It is easy to see racial differences, including mixed races, simply by looking at the face. In this regard, it is interesting to note that the design of the facial part of the skull is intimately connected to the design of the base of the skull. They grow together during development and have a strong influence on one another. Their growth in childhood follows the musculoskeletal system of the rest of the body.
Together, the face and base of the skull determine the basic layout of the floor of the cranial vault. The bones that form the curved walls and cap the top of the cranial vault follow the growth of the brain. The cover over the cranial vault stops growing early in life when the brain stops growing in size.
There are significant racial and gender differences in the incidence of multiple sclerosis. There are also geographic differences but that’s a different story. When it comes to race, people of Asian and African descent appear to have a distinct advantage in that they appear to have a much lower incidence of MS than European people. When it comes to gender, regardless of race, females appear to have a distinct disadvantage in that they have a significantly higher incidence of MS compared to males. The difference in incidence in both race and gender may be due to design diffferences in the posterior fossa.
The white lines in the brain scan above represent the outline of the posterior fossa. The top line is missing because it represents the opening in the covering over the posterior fossa. The covering is called the tentorium cerebelli. The opening is called the tentorial notch or incisura. The scan is from a paper called, “Dimensions of the posterior fossa in patients symptomatic for Chiari 1 malformation but without cerebellar tonsillar descent,” by Sekula et. al., published in Fluids and Barriers of the CNS in 2005.
Among other things, a smaller or hypoplastic posterior fossa is more susceptible to Chiari malformations. In this regard, females most likely have a smaller posterior fossa compared to most males. They also have a higher incidence of multiple sclerosis compared to males.
Up until the eighth decade, they also have a higher incidence and get Alzheimer’s sooner than males. Females are also far more susceptible to Chiari malformations and to Dandy-Walker syndrome. Dandy-Walker syndrome, as you may recall, is related to enlarged ventricles and cysts that effect CSF flow mentioned in the previous post.

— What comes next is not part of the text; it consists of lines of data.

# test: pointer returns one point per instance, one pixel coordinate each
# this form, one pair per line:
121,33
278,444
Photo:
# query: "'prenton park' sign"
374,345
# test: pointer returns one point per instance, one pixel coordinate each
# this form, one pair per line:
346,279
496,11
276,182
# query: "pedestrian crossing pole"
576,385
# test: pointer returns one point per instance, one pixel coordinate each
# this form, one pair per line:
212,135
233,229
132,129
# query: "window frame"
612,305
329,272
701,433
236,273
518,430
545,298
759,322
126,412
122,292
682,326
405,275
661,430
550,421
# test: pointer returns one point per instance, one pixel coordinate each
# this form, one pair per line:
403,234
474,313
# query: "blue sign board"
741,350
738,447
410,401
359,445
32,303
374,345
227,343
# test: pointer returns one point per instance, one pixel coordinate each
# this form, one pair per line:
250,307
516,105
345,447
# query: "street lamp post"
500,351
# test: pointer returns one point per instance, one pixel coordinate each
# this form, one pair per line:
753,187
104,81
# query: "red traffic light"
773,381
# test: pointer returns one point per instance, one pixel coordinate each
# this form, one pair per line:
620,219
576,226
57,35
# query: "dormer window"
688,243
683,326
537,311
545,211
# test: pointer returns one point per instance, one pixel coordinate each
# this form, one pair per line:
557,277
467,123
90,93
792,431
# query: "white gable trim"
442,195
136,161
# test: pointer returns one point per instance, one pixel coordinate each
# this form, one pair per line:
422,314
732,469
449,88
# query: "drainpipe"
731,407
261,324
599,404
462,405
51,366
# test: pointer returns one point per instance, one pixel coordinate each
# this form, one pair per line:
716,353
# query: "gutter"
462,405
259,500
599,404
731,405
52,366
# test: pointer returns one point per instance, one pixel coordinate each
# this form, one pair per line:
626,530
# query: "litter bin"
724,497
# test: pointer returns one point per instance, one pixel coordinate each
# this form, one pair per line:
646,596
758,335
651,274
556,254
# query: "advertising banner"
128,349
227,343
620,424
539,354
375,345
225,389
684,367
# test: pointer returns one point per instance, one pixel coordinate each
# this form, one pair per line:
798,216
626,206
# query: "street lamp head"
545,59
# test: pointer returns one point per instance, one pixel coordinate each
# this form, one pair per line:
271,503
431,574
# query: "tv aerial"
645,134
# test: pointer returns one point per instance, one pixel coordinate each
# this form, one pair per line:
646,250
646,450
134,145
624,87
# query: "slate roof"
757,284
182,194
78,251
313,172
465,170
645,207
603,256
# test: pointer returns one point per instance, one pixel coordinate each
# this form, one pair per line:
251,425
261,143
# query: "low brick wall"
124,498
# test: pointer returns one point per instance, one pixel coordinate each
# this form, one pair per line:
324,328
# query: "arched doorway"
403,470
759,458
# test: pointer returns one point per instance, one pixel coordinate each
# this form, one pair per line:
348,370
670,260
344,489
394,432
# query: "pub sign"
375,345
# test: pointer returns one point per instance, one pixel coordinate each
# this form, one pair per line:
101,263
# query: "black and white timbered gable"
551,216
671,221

The increased incidence of these particular conditions in females may have to do with the design of the posterior fossa, especially its capacity.
When it comes to race, a fairly recent orthodontic study on racial differences in craniofacial design done in Scotland showed that Europeans tend to have a shorter clivus in the base of the skull. This is interesting because a shorter clivus could decrease the capacity of the posterior fossa in Europeans compared to Asian and African designs. Thus, if the old arguments regarding a correlation between cranial capacity and IQ were true, then European brains would have fewer nerves compared to Asian and African brains. In addition to the capacity of the posterior fossa, other design issues to consider are the angles and pitch of the clivus and the tentorium cerebelli, as well as the angle of the base of the skull to the upper cervical spine.
Another issue to consider is, although they don’t get classic MS, Asians and Africans do get optic spinal multiple sclerosis and Devic’s disease. What’s more, Devic’s tends to be relatively more severe and disabling. Both optic spinal multiple sclerosis and Devic’s may be variants of multiple sclerosis due to design differences in the posterior fossa. The problem may lie in our method of diagnosing MS, which is based on classic lesions. Apparently, Asian and African people don’t get classic lesions. Aside from that, they otherwise get similar signs and symptoms. Consequently, many cases of MS among African and and Asian races may have been and continue to be overlooked and marginalized.
In addition, the condition of hydrocephalus is as old as the human race. It started with standing upright. All races are equally susceptible. Lastly, as we continue to learn more from upright MRI, just as I predicted in my book, it appears Chiari malformations also referred to as cerebellar tonsillar ectopia (CTE) are far more common than once thought. They can occur later in life due to trauma, aging and misalignments of the upper cervical spine that cause the brainstem to get pulled down or to sag slightly, due to low pressure, toward the base of the skull and into the foramen magnum. Tethered cords from a genetically short cord or from degeneration and abnormal curvatures of the spine can also cause CTE. Humans are susceptible to CTE by design and CTE can cause hydrocephalic-like conditions. Furthermore, hydrocephalic conditions and CTE may be at the core and cause of many neurodegenerative diseases. One of the causes lies in the design, layout and capcity of the posterior fossa. Other causes will be discussed as my blog and website continue to grow. For further information visit my website at www.upright-health.com.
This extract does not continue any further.